Como explica Dias, na tradição do catolicismo popular, é comum a prática do pagamento de promessas e, para demonstrar gratidão às graças alcançadas pelos santos considerados protetores das crianças, as pessoas distribuem os saquinhos de doces. Dentro dos pacotinhos, são comuns guloseimas como cocada, maria-mole, suspiro, bananada, doce de leite, pipoca doce, pé-de-moleque, doce de abóbora, paçoca e jujubas. “Há aqueles que distribuem por devoção, para manter viva a tradição, mesmo sem nunca terem feito promessa alguma. E há aqueles que distribuem porque gostam de ver a alegria da garotada, sem motivação religiosa”.
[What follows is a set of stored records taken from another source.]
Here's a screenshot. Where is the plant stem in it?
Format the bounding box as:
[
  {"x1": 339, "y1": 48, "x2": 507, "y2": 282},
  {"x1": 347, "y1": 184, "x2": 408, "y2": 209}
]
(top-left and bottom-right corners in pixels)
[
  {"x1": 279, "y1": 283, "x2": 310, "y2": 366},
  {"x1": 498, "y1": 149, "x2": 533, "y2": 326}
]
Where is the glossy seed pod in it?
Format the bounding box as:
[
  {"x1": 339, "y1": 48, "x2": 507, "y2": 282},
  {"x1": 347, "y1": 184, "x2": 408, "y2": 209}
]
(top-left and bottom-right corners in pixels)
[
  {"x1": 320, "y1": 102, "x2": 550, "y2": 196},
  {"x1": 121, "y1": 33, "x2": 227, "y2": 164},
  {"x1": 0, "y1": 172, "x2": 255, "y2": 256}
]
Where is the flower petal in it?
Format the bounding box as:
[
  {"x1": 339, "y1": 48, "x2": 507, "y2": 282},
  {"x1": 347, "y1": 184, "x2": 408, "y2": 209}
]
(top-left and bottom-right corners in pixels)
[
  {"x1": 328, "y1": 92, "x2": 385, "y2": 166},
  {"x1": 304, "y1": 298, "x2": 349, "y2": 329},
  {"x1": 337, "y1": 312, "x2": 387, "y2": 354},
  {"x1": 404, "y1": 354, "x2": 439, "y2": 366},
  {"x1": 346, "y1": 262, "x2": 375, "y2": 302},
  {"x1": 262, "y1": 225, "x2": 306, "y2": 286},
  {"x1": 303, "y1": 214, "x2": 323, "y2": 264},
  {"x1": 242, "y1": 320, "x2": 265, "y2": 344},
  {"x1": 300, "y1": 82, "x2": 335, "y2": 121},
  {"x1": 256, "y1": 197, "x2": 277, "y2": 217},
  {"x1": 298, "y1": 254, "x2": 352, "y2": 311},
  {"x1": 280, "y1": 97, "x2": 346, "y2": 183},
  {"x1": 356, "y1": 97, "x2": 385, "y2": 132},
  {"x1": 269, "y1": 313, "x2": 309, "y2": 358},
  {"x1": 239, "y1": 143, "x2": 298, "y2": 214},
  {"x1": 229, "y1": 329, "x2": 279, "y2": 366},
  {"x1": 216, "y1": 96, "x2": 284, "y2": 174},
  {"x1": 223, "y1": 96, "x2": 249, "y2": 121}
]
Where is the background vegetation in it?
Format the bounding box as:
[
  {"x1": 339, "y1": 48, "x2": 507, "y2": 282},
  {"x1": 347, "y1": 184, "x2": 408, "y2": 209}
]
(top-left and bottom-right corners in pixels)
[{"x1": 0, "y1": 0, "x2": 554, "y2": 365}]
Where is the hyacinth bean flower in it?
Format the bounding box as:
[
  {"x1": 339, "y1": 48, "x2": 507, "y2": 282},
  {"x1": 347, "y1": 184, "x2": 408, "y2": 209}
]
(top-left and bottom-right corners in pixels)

Em sua pesquisa de doutorado em Ciência da Religião pela Universidade Federal de Juiz de Fora, Dias pesquisou a devoção e as festividades relacionadas a São Cosme e Damião, escrevendo três livros sobre o assunto, todos publicados pela editora Dialética. “A partir das dinâmicas envolvidas com a distribuição do doce de Cosme e Damião, podemos explicar os próprios movimentos do campo religioso brasileiro, envolvendo os principais atores desse campo, com movimentos de aproximação (sincretismo) e movimentos de tensão (demonização do outro), posto que algumas igrejas neopentecostais realizam campanhas contra essa devoção.”
Doces e Caruru de Cosme e Damião em Juiz de Fora
Culturalmente, a festa de São Cosme e Damião não se resume à distribuição de doces, explica Elisabete Magalhães Rosário, 46 anos, conhecida na cidade como Bete Baiana, dona do restaurante de comida baiana Awurê, localizado no Mercado Municipal de Juiz de Fora. Segundo ela, a comemoração da data tradicional também inclui a refeição do Caruru de Cosme e Damião contando com diversas iguarias ofertadas a todos os orixás.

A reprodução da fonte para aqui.